The starlight spotlight, controlled by the boat’s main HUD.
A projected light system (requires Advanced Lighting Model to be running on the viewer) for internal illumination.
Scripted dynamic control system that can be used to adjust boat handling (stability / performance balance) to suit your driving needs.
Automated resource management with manual override: when the engine is running, all scripts deemed unnecessary to motion / navigation are turned off to reduce the vessel’s simulator resource use.
The last two point are particularly useful when driving the Moon Shadow. At 150 LI (248 prim), and a 146 server load (29.6 physics), this is a “heavy” vessel when it comes to region crossings, so minimising resource use and managing performance are important aspect in ensuring crossings are as smooth as possible. Maintaining a reasonable throttle speed also helps – I’d personally recommend not going above 60% of throttle when carrying multiple avatars.
Main HUD
A key aspect on managing the Moon Shadow is the main HUD. This provides access to the majority of the boat’s controls, as shown in the image below right.
The Moon Shadow primary HUD. Courtesy of Dogma Creations / winLAB
In order to work, the HUD needs to be synced to a copy of the boat. This is achieved by wearing / adding the HUD and then sitting on the boat as the driver.
The HUD is pretty self-explanatory, but some of the options are worth going into further here:
Show / Hide Sit Panel: displays a panel denoting the core deck / cabin sit points (shown in the lower right of the HUD). When displayed, sit points can be enabled / disabled by clicking on their icons.

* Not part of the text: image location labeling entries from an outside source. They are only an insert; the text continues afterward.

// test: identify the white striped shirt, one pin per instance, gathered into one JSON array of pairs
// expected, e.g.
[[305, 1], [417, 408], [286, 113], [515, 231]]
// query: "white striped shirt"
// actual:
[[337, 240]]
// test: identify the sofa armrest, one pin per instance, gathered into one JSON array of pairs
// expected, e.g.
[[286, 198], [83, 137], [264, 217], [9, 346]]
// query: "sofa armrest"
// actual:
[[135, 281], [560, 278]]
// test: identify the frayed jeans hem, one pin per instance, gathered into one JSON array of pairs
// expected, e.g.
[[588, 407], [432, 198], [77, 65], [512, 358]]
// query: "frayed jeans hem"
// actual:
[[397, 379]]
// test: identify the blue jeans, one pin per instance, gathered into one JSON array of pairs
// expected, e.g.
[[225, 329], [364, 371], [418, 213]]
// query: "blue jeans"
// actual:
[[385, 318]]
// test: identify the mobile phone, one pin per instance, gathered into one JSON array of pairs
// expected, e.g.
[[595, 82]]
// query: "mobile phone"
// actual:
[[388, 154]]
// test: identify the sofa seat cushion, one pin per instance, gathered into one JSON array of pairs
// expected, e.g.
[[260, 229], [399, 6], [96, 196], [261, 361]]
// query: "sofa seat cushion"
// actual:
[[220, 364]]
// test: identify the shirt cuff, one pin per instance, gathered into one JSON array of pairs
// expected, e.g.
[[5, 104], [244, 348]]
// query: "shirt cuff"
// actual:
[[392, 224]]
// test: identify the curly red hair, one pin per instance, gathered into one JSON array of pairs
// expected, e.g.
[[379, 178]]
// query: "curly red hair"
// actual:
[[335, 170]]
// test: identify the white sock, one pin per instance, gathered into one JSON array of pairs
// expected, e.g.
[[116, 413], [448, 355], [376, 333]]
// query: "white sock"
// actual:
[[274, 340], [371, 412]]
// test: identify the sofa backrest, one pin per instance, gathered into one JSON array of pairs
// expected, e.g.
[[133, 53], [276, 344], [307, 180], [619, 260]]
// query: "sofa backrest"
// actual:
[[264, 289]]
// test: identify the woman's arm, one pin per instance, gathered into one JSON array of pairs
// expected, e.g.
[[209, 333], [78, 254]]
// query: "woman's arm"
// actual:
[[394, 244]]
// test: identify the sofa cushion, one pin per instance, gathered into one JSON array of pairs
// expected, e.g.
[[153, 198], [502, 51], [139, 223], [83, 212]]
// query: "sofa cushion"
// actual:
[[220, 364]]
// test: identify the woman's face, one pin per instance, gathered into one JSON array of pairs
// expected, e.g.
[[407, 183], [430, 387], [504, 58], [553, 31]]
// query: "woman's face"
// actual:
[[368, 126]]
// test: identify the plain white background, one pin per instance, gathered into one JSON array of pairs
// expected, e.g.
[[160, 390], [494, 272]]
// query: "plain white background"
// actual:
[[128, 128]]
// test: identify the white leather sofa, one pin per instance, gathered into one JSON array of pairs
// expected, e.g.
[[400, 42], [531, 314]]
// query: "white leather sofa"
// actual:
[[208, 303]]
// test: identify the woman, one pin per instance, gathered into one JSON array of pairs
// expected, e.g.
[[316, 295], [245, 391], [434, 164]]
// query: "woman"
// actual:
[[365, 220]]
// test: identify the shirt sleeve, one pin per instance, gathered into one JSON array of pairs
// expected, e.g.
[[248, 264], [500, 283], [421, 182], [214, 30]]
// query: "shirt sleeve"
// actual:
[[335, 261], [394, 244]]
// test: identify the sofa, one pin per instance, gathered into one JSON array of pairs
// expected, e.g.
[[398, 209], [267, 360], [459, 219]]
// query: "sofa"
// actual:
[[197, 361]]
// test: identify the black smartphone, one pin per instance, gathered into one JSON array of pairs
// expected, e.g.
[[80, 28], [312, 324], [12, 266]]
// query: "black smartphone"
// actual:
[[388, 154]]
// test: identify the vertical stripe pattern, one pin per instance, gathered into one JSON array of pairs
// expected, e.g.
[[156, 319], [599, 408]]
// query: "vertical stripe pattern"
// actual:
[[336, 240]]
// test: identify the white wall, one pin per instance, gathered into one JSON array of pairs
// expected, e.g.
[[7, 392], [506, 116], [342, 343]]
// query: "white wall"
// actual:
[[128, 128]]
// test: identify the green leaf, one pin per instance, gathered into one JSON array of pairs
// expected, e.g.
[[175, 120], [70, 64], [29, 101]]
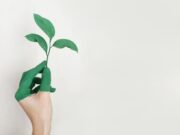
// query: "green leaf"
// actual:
[[45, 25], [61, 43], [37, 38]]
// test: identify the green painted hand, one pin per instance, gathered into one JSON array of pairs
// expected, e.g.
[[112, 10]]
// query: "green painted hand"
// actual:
[[28, 82]]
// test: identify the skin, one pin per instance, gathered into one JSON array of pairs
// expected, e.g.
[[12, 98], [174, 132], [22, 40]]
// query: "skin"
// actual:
[[38, 108]]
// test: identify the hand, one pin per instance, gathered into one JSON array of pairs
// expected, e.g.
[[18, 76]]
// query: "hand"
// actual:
[[35, 100], [29, 80]]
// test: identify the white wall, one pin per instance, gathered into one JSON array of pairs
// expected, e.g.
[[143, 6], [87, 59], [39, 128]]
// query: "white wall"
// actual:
[[125, 79]]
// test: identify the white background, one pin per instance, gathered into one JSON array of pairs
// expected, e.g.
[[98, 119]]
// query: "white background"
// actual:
[[125, 80]]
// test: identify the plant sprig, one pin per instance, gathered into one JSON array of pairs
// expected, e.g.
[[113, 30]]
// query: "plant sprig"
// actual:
[[48, 28]]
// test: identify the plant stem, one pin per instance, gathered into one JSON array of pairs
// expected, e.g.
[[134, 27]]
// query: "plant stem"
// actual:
[[50, 46]]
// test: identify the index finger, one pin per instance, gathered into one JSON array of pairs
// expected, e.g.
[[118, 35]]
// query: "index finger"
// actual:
[[39, 68]]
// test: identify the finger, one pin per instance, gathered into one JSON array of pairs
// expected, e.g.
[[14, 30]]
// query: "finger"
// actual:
[[46, 80], [36, 80], [35, 90], [39, 68]]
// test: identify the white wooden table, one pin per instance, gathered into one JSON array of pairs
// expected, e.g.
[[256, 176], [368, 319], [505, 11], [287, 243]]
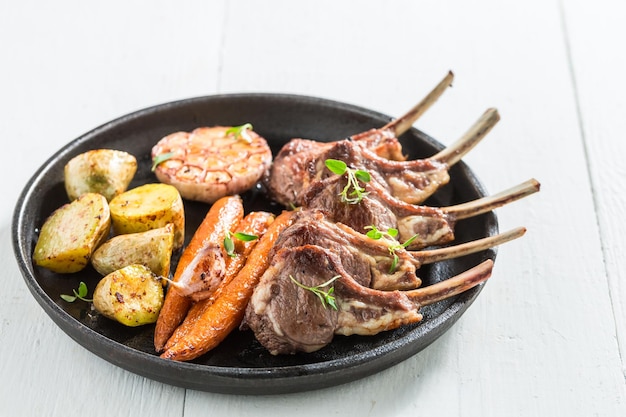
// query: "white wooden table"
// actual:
[[547, 336]]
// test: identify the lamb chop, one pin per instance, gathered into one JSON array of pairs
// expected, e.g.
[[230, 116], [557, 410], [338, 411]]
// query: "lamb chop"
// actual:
[[380, 263], [425, 225], [300, 161], [287, 316]]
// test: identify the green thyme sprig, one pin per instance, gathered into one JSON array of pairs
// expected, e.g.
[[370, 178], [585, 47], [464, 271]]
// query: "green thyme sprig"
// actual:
[[390, 234], [352, 193], [229, 245], [81, 294], [326, 297], [240, 132]]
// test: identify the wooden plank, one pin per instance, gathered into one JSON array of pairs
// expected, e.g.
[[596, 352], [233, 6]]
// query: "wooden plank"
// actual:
[[73, 66], [530, 344], [598, 75]]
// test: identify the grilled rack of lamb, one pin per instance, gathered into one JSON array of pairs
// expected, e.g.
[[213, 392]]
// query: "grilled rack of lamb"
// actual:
[[325, 259], [286, 319]]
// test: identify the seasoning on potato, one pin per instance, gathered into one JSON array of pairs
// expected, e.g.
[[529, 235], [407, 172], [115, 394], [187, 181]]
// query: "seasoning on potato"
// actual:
[[72, 232], [148, 207], [104, 171], [152, 249], [132, 296]]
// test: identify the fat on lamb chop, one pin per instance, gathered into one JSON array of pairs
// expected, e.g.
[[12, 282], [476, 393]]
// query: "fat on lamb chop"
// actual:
[[287, 318], [425, 225], [383, 263]]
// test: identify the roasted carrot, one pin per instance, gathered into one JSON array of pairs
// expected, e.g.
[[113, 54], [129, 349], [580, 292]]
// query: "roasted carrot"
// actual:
[[255, 223], [221, 217], [227, 310]]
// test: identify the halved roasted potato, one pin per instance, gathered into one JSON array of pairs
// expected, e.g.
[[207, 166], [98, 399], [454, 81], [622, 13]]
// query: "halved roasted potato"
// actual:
[[148, 207], [152, 249], [72, 232], [104, 171], [132, 296]]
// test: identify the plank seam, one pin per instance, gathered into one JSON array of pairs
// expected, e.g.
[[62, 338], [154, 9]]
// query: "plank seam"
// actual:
[[596, 205]]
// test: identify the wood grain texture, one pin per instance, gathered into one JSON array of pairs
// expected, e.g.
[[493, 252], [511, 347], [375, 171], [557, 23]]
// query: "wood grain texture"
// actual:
[[598, 77], [547, 336]]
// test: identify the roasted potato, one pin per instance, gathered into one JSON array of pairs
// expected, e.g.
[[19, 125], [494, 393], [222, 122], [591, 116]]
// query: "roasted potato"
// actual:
[[132, 296], [72, 232], [104, 171], [152, 249], [148, 207]]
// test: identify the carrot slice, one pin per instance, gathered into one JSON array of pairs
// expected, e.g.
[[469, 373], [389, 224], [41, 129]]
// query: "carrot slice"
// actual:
[[221, 217], [255, 223], [226, 312]]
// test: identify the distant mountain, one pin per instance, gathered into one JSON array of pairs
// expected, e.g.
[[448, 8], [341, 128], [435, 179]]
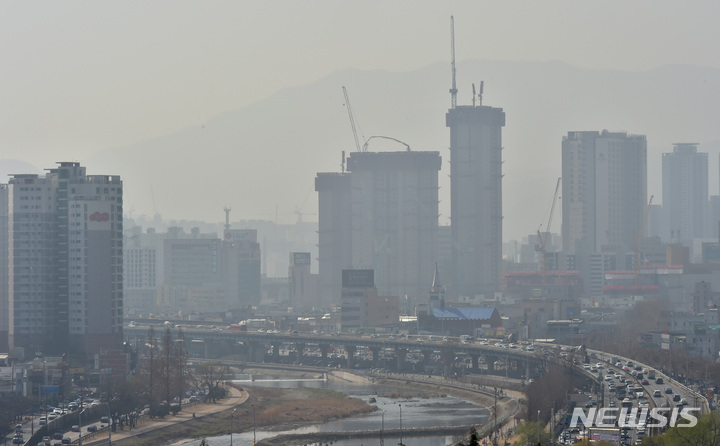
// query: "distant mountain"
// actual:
[[264, 157]]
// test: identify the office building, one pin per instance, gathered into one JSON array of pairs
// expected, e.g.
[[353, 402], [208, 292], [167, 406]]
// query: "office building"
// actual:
[[685, 194], [362, 306], [302, 283], [241, 268], [476, 199], [65, 261], [334, 229]]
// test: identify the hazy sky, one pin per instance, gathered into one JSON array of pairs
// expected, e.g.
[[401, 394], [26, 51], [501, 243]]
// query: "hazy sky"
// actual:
[[82, 76]]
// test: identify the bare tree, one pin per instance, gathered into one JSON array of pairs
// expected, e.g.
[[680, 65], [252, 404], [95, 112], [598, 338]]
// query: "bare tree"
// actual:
[[211, 374]]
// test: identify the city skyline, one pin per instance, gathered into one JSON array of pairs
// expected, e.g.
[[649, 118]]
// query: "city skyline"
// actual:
[[143, 93]]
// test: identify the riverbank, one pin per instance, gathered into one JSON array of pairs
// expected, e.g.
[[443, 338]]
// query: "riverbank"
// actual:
[[272, 409], [287, 409]]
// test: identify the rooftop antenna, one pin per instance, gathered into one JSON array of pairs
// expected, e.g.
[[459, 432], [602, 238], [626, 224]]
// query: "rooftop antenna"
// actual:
[[453, 90], [227, 219], [352, 119]]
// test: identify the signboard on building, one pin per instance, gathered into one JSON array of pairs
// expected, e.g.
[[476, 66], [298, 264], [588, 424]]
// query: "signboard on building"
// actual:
[[241, 235], [358, 278], [300, 258]]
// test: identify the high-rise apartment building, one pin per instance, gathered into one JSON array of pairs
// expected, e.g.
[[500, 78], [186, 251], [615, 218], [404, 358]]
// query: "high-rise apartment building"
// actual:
[[65, 269], [476, 199], [604, 195], [685, 193], [394, 210], [241, 268], [142, 270]]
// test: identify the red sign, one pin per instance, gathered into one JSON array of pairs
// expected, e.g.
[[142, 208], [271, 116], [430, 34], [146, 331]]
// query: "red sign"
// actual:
[[100, 216]]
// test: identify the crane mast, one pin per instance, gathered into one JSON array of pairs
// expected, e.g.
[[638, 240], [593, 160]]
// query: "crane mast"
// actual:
[[352, 119], [453, 90], [543, 241]]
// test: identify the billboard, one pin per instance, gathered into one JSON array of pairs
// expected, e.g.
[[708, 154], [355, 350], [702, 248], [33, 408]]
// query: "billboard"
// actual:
[[241, 235], [98, 215], [300, 258], [358, 278]]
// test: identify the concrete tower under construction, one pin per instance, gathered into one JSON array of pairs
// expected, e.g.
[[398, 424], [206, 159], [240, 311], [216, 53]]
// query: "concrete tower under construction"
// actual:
[[476, 199]]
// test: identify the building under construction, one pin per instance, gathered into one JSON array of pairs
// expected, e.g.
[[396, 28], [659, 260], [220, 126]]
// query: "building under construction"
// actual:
[[476, 193], [476, 198]]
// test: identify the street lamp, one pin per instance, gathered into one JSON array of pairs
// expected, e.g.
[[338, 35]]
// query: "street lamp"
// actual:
[[382, 429], [401, 443], [231, 417], [80, 422]]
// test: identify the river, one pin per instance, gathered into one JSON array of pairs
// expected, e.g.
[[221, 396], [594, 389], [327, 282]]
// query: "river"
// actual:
[[416, 412]]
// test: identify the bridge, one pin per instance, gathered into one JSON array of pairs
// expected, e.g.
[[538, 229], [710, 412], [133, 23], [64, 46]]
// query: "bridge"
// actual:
[[426, 352]]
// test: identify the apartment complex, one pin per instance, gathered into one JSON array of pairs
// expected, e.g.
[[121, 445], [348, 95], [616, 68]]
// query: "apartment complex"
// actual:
[[65, 270], [685, 194], [604, 197]]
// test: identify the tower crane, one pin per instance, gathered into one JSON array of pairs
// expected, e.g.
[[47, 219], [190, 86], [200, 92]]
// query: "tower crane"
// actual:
[[543, 240], [453, 90], [352, 119], [407, 146]]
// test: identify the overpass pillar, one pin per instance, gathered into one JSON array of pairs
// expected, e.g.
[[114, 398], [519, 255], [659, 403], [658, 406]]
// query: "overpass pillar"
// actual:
[[401, 353], [475, 358], [299, 349], [447, 356], [376, 355], [490, 360], [527, 370], [350, 349], [257, 351], [324, 348]]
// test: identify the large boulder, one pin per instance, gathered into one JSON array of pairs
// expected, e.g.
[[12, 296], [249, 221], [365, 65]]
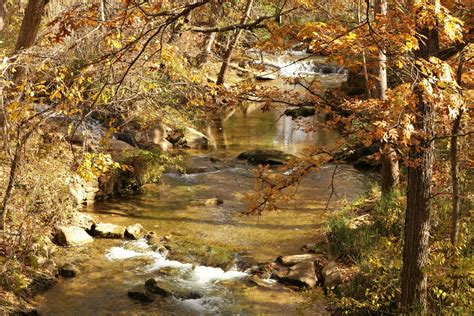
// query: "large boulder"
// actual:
[[83, 191], [68, 270], [195, 139], [84, 221], [72, 236], [301, 275], [294, 259], [159, 288], [136, 231], [304, 111], [105, 230], [141, 296], [335, 274], [265, 157]]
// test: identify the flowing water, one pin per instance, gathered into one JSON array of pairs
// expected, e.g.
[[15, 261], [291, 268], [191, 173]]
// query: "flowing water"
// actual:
[[110, 268]]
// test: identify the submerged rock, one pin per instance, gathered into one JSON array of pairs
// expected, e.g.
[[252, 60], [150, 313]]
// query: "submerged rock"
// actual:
[[84, 221], [165, 290], [72, 236], [304, 111], [195, 139], [105, 230], [255, 279], [136, 231], [159, 288], [265, 157], [141, 296], [301, 275]]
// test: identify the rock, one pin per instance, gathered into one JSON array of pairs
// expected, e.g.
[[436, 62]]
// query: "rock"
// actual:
[[367, 163], [83, 191], [153, 239], [105, 230], [363, 220], [154, 135], [255, 279], [169, 271], [266, 76], [265, 157], [195, 139], [152, 286], [141, 296], [135, 232], [72, 236], [44, 247], [68, 270], [335, 274], [117, 146], [301, 274], [165, 290], [213, 202], [294, 259], [304, 111], [84, 221], [127, 138]]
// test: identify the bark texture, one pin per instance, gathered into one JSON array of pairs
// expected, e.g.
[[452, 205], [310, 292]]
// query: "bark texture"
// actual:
[[420, 171], [456, 203], [30, 24], [390, 172], [2, 14], [390, 169]]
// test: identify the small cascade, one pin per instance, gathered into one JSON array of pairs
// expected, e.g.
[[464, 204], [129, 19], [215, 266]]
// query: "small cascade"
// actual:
[[194, 278], [296, 64]]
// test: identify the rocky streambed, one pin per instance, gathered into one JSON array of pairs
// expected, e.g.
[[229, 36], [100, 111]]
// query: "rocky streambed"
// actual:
[[183, 246]]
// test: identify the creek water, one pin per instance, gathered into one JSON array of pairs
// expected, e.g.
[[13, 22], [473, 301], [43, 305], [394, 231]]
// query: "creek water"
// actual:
[[110, 268]]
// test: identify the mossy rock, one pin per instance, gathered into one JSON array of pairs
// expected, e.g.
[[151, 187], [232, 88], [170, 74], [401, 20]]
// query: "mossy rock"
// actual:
[[265, 157]]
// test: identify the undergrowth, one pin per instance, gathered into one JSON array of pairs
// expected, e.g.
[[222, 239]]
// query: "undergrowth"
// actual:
[[374, 246]]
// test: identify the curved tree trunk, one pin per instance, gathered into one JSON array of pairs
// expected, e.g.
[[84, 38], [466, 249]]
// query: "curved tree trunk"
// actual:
[[420, 171], [233, 44], [456, 203]]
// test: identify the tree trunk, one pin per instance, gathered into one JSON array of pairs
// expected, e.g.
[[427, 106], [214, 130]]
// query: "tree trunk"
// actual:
[[381, 7], [206, 51], [102, 10], [2, 14], [390, 170], [233, 44], [420, 170], [456, 203], [364, 58], [30, 24]]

Camera mode: clicking this displays the Camera Mode dialogue, allowing your camera position to be slaved to the boat and then positioned via the camera mode options. A separate (and relatively compact) camera HUD reproduces the options on the dialogue box to provide an alternative to managing camera positions. Note that once engaged, the Camera Mode needs to be turned OFF to release your camera.
Set and Go: these allow you to set a mooring point, with GO jumping the boat to it when in range.
Transmitter: if you are unseated from the boat, clicking this will send a request to the boat for its location, which is returned in local chat as a TP link, allowing you to teleport to the boat and rejoin it. This works with the currently synced version of the boat, or the last rezzed version. I can say from experience, this works.
Show / Hide Moor Structure: this rezzes a couple of mooring posts off the stern quarters of the boat with lines connecting them to the stern cleats.